On Tue, Jan 06, 2009 at 06:09:34 +0900, Randy Bush wrote:
to use your example, the contractor who serves dns for www.bank.example could insert a cert and then fake the web site having (a child of) that cert. whereas, if the site had its cert a descendant of the ca for all banks, this attack would fail.
To be pedantic, it'd have to be the contractor who holds the signing key for the bank.example zone (which may be a separate entity from whoever has operational control of the nameservers). You're correct that this proposal treats control of a DNS zone as a strong proof of identity, but I'd argue that that's the case already -- whoever controls the zone can easily get a CA to issue them a cert which is valid for the host "www.bank.example". Whether the organization name is "Example Bancorp" or "DomainSquatters'R'Us, Inc." is irrelevant, since nobody ever looks at that.

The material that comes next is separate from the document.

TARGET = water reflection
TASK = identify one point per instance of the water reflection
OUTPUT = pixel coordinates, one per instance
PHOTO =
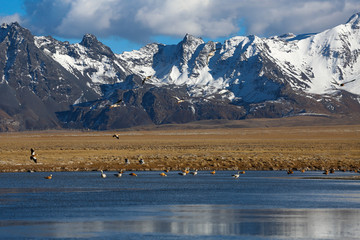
(210, 220)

I'd go so far as to argue that the hostname is the proper *definition* of identity in this context. The client identifies the destination it wishes to connect to by hostname, not by organization name. The purpose of the cert ought to be to ensure that we're talking to the host identified by that hostname (according to a necessarily trusted DNS). Ensuring that the hostname belongs to someone the user really wants to speak to is an orthogonal problem which is impossible to solve without a clueful user in the loop, and at which the current model is failing miserably.